Novembre 2024 en Afrique. Un tour d'horizon de la liberté d'expression et de l'espace civique produit par Reyhana Masters, rédactrice régionale de l'IFEX, à partir des rapports des membres de l'IFEX et des nouvelles de la région.
Ceci est une traduction de la version originale de l’article.
Ce mois-ci, l’accent est mis sur les graves conséquences de l’impunité, avec le récent assassinat de journalistes en République démocratique du Congo, la réglementation restrictive des médias au Bénin et la suspension transnationale de la licence d’une chaîne de télévision.
Quelques jours avant que la communauté des médias africains ne se réunisse à Addis-Abeba pour commémorer la Journée internationale de la fin de l’impunité pour les crimes commis contre les journalistes (IDEI), le journaliste congolais Yoshua Kambere Machozi a été assassiné de façon atroce par des rebelles du M23 dans le territoire de Walikale, dans la province du Nord-Kivu, à l’est du pays. Selon le Comité pour la protection des journalistes (CPJ), un habitant du village qui a été témoin de l’attaque a rapporté que les rebelles du M23 ont tranché la gorge de Kambere et jeté son corps dans la rivière Mweso toute proche.

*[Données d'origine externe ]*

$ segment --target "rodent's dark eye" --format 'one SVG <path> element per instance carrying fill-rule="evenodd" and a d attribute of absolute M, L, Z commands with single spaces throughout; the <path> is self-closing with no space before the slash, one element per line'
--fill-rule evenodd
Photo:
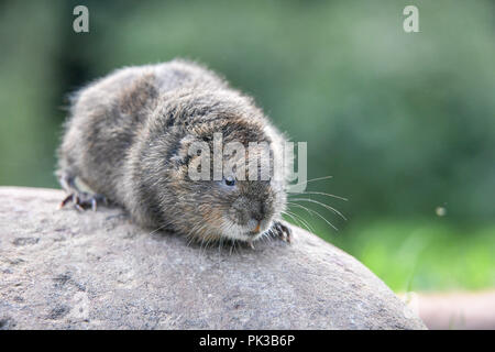
<path fill-rule="evenodd" d="M 230 176 L 226 177 L 224 182 L 226 182 L 227 186 L 234 186 L 235 185 L 235 178 L 230 177 Z"/>

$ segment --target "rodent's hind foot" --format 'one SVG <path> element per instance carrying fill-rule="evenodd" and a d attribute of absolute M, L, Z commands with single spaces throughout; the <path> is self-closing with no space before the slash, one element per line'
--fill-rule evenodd
<path fill-rule="evenodd" d="M 283 224 L 280 221 L 274 221 L 272 232 L 278 235 L 283 241 L 290 243 L 293 230 L 289 227 Z"/>
<path fill-rule="evenodd" d="M 97 211 L 98 204 L 108 206 L 107 198 L 102 195 L 89 194 L 86 191 L 72 193 L 62 200 L 58 209 L 64 208 L 67 204 L 73 202 L 77 210 L 85 211 L 86 209 L 92 209 Z"/>

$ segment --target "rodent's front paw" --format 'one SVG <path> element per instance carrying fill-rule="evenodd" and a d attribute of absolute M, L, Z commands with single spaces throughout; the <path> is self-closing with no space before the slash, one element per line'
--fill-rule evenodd
<path fill-rule="evenodd" d="M 290 235 L 293 234 L 293 230 L 290 230 L 289 227 L 283 224 L 280 221 L 274 221 L 272 232 L 275 235 L 278 235 L 283 241 L 290 243 Z"/>

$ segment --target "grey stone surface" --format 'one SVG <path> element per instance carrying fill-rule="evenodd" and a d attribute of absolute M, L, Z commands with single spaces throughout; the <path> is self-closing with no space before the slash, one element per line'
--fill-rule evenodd
<path fill-rule="evenodd" d="M 422 329 L 355 258 L 293 244 L 205 249 L 119 209 L 57 210 L 63 193 L 0 187 L 1 329 Z"/>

Plus d’un mois plus tôt, Edmond Bahati Monja, le coordinateur de la station de radio catholique Maria, avait été abattu à bout portant à Goma dans la soirée du 27 septembre.
Les journalistes et les médias sont constamment pris entre deux feux dans une République démocratique du Congo en proie à des conflits. Reporters sans frontières (RSF) met en garde contre l’instauration d’un désert de l’information, les stations de radio étant soit capturées, vandalisées, soit fermées.

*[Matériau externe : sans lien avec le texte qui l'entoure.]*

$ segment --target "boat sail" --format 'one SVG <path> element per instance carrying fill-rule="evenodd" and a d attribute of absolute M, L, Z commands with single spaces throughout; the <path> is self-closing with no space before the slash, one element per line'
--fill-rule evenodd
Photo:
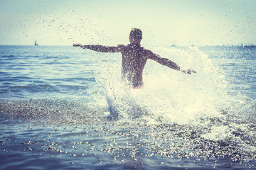
<path fill-rule="evenodd" d="M 36 43 L 36 40 L 35 41 L 35 45 L 39 45 L 38 44 Z"/>

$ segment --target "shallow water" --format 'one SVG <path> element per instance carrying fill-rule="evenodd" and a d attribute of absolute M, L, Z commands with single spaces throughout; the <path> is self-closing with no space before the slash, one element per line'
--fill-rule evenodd
<path fill-rule="evenodd" d="M 255 169 L 255 49 L 152 49 L 197 73 L 124 91 L 120 54 L 0 46 L 0 169 Z"/>

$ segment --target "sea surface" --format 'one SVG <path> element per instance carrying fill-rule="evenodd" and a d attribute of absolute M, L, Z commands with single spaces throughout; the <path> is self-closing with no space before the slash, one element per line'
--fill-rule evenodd
<path fill-rule="evenodd" d="M 256 169 L 256 47 L 146 47 L 142 89 L 121 54 L 0 45 L 0 169 Z"/>

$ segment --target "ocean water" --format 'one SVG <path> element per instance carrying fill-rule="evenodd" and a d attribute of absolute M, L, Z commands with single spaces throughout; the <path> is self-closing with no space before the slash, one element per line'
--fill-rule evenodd
<path fill-rule="evenodd" d="M 256 169 L 256 47 L 149 48 L 197 73 L 128 89 L 119 53 L 1 45 L 0 169 Z"/>

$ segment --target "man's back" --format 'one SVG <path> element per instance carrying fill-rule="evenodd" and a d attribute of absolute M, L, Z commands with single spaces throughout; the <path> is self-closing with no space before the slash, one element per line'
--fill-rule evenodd
<path fill-rule="evenodd" d="M 143 86 L 143 69 L 148 60 L 146 50 L 139 44 L 119 45 L 122 48 L 122 78 L 133 87 Z"/>

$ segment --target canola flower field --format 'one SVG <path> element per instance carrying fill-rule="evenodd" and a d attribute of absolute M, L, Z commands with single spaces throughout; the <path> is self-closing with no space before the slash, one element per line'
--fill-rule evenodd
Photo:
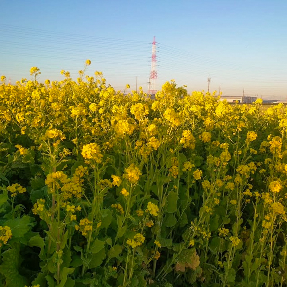
<path fill-rule="evenodd" d="M 124 95 L 90 63 L 1 78 L 0 286 L 286 286 L 286 107 Z"/>

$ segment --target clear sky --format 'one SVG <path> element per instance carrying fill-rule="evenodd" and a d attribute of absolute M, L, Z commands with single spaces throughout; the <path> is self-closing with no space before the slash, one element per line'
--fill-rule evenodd
<path fill-rule="evenodd" d="M 116 90 L 148 89 L 152 43 L 156 87 L 174 79 L 188 91 L 287 97 L 286 0 L 2 0 L 0 75 L 76 79 L 102 71 Z"/>

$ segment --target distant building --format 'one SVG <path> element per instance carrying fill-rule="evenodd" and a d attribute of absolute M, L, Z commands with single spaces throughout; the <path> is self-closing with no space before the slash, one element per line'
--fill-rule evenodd
<path fill-rule="evenodd" d="M 257 97 L 249 97 L 247 96 L 221 96 L 220 100 L 226 100 L 228 103 L 235 103 L 236 101 L 241 104 L 252 104 L 257 99 Z"/>

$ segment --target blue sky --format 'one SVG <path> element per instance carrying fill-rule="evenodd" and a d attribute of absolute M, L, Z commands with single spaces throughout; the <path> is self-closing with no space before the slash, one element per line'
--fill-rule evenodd
<path fill-rule="evenodd" d="M 189 92 L 210 90 L 263 98 L 287 97 L 286 0 L 62 0 L 1 1 L 0 74 L 13 83 L 75 79 L 103 72 L 117 89 L 129 84 L 147 91 L 153 36 L 159 89 L 174 79 Z M 2 10 L 2 11 L 3 11 Z"/>

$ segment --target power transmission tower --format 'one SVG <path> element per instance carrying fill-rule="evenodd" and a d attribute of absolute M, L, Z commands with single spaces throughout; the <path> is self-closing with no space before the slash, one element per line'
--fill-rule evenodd
<path fill-rule="evenodd" d="M 154 41 L 152 42 L 152 63 L 150 66 L 150 75 L 149 82 L 151 82 L 150 92 L 151 94 L 155 94 L 156 80 L 158 78 L 158 71 L 156 70 L 156 37 L 154 36 Z M 149 89 L 149 90 L 150 89 Z M 149 91 L 150 93 L 150 91 Z"/>
<path fill-rule="evenodd" d="M 210 81 L 211 80 L 211 78 L 207 78 L 207 81 L 208 82 L 208 92 L 209 92 L 209 84 L 210 82 Z"/>

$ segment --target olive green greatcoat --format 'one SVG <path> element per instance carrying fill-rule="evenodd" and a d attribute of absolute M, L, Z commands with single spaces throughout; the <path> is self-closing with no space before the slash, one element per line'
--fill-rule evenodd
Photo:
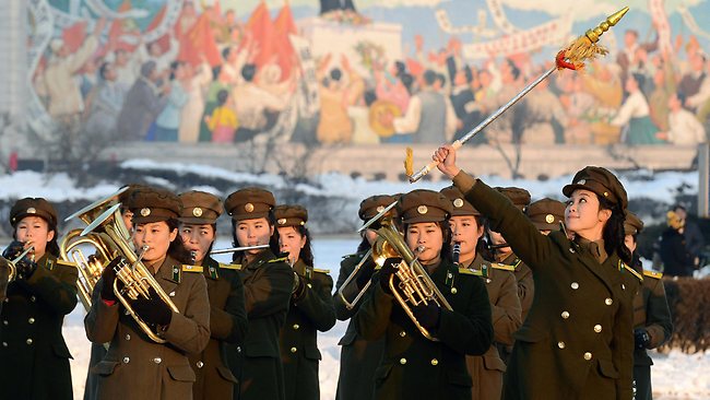
<path fill-rule="evenodd" d="M 542 235 L 510 201 L 460 173 L 454 185 L 533 271 L 535 296 L 505 376 L 505 399 L 630 399 L 632 305 L 617 255 L 600 264 L 563 232 Z"/>
<path fill-rule="evenodd" d="M 45 255 L 28 280 L 8 285 L 0 314 L 0 398 L 73 399 L 61 326 L 76 306 L 78 275 L 75 266 Z"/>
<path fill-rule="evenodd" d="M 355 315 L 365 339 L 384 336 L 384 354 L 375 373 L 377 399 L 471 399 L 471 376 L 465 355 L 482 355 L 493 343 L 490 303 L 485 283 L 450 261 L 430 274 L 453 310 L 441 308 L 426 339 L 392 294 L 380 284 Z"/>
<path fill-rule="evenodd" d="M 210 298 L 210 342 L 199 354 L 189 356 L 197 379 L 194 400 L 232 399 L 238 384 L 227 364 L 226 343 L 241 344 L 247 334 L 244 284 L 235 269 L 208 257 L 202 272 Z"/>
<path fill-rule="evenodd" d="M 481 271 L 484 264 L 488 278 L 482 279 L 486 283 L 490 301 L 494 344 L 484 355 L 466 355 L 469 375 L 473 380 L 471 398 L 474 400 L 500 399 L 506 363 L 498 354 L 498 345 L 512 345 L 512 334 L 522 325 L 516 277 L 511 271 L 485 261 L 481 255 L 476 255 L 465 268 Z"/>
<path fill-rule="evenodd" d="M 298 260 L 294 267 L 306 286 L 298 298 L 291 299 L 286 323 L 281 330 L 281 362 L 284 367 L 286 400 L 319 400 L 317 331 L 335 325 L 331 291 L 333 279 L 328 271 L 313 269 Z"/>
<path fill-rule="evenodd" d="M 152 341 L 123 306 L 100 298 L 104 281 L 94 287 L 92 308 L 84 318 L 86 337 L 94 343 L 109 343 L 96 374 L 98 399 L 191 399 L 194 372 L 188 354 L 204 350 L 210 341 L 210 303 L 201 273 L 184 271 L 167 257 L 155 280 L 177 306 L 170 325 L 159 333 L 167 341 Z"/>
<path fill-rule="evenodd" d="M 649 332 L 651 341 L 648 349 L 660 346 L 673 334 L 673 321 L 660 273 L 644 273 L 643 286 L 634 301 L 634 328 L 646 328 Z M 646 349 L 635 349 L 634 380 L 637 400 L 651 399 L 651 365 L 653 361 Z"/>
<path fill-rule="evenodd" d="M 239 380 L 234 398 L 280 400 L 285 390 L 279 332 L 288 313 L 294 273 L 285 258 L 270 249 L 239 266 L 249 330 L 242 345 L 227 345 L 229 368 Z"/>
<path fill-rule="evenodd" d="M 338 342 L 342 348 L 340 351 L 340 375 L 338 376 L 336 400 L 369 400 L 375 398 L 375 370 L 380 364 L 380 358 L 384 350 L 384 338 L 368 341 L 359 336 L 355 329 L 355 319 L 352 319 L 352 317 L 359 309 L 363 299 L 353 309 L 347 309 L 343 299 L 338 294 L 340 287 L 345 283 L 347 277 L 350 277 L 355 266 L 357 266 L 366 252 L 367 250 L 343 257 L 340 263 L 335 293 L 333 294 L 335 316 L 342 321 L 350 319 L 345 334 Z M 371 266 L 374 262 L 372 258 L 369 257 L 366 262 Z M 369 290 L 371 291 L 374 289 L 375 285 L 370 285 Z M 345 297 L 352 302 L 356 292 L 357 285 L 352 281 L 347 285 Z"/>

Samira Sabou honorée par le CPJ
Sur une note optimiste, l’éminente journaliste d’investigation nigérienne Samira Sabou a été l’une des quatre lauréates des Prix internationaux de la liberté de la presse du CPJ de cette année.
Samira Sabou a été la cible d’une longue série de poursuites judiciaires et a dû faire face à des arrestations arbitraires et à une détention prolongée en raison de ses reportages sur les questions de gouvernance. Bien qu’elle ait été provisoirement libérée après son arrestation en septembre 2023 pour des accusations d’espionnage qui ont ensuite été abandonnées, Sabou continue de faire face à un harcèlement juridique permanent. Cela comprend un appel en cours d’une condamnation pour cybercriminalité de 2022 et une affaire non résolue de 2020, une situation qui reflète les luttes plus larges des journalistes au Sahel sous les régimes post-coup d’État.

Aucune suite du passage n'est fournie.